When a Hawaii couple comes to the conclusion that their marriage is better viewed as past history, then property division, child custody and child support seem to demand most of their attention. These issues need to be addressed and settled first, but it is important to realize that other matters will impact the former spouses as they begin their post-divorce separate lives. Hawaii is an equitable distribution state, and marital assets and debts are evaluated and divided between the two in a fair, or equitable, manner. Social security benefits may be considered as a marital asset based on the facts and circumstances of the marriage.
Retirement experts can explain that if a marriage lasted at least 10 years, an ex-spouse may be able to collect benefits based on the other spouse’s earnings record. However, the term of the union is simply a threshold requirement, and other issues such as age, marital status, entitlement to one’s own social security benefits and others come into play.
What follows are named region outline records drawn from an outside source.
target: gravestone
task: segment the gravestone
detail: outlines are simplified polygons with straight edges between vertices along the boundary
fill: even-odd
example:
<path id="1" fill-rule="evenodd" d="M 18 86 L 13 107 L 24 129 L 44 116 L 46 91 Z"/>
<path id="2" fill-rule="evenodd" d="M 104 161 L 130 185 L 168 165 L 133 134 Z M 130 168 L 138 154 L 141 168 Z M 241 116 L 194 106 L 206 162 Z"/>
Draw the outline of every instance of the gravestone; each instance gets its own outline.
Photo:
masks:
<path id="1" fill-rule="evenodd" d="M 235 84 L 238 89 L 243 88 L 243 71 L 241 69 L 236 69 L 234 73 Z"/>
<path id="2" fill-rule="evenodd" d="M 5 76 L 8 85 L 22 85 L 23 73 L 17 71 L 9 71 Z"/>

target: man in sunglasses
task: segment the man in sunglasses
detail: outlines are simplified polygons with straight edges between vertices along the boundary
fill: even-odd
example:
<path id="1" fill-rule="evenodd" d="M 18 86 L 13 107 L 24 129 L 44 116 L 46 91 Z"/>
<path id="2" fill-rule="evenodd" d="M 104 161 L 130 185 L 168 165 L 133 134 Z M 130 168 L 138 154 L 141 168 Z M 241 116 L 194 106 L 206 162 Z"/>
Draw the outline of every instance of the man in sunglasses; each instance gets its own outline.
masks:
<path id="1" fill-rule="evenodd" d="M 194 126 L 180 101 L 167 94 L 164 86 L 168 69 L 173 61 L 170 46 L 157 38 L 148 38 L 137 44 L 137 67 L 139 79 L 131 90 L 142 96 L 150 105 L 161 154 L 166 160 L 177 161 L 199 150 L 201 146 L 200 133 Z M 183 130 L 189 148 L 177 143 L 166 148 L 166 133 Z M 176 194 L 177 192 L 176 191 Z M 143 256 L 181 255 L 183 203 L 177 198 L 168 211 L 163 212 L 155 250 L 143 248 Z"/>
The bottom line is that for those who meet the Social Security Administration’s criteria, the ex-spouse may collect 50% of the higher-earning spouse’s monthly benefit if it exceeds what the lower-earning spouse would collect solely on his or her own earning record. This is significant for many couples who have agreed that one spouse will take on the role of raising the children and managing the domestic aspects of the marital life while the other concentrates on a career or other earning opportunities.
Divorce is a critical point in one’s lifetime, and the decisions made will have a lasting impact. An experienced family law attorney may provide counsel on all the relevant legal issues and offer guidance on the potential options moving forward.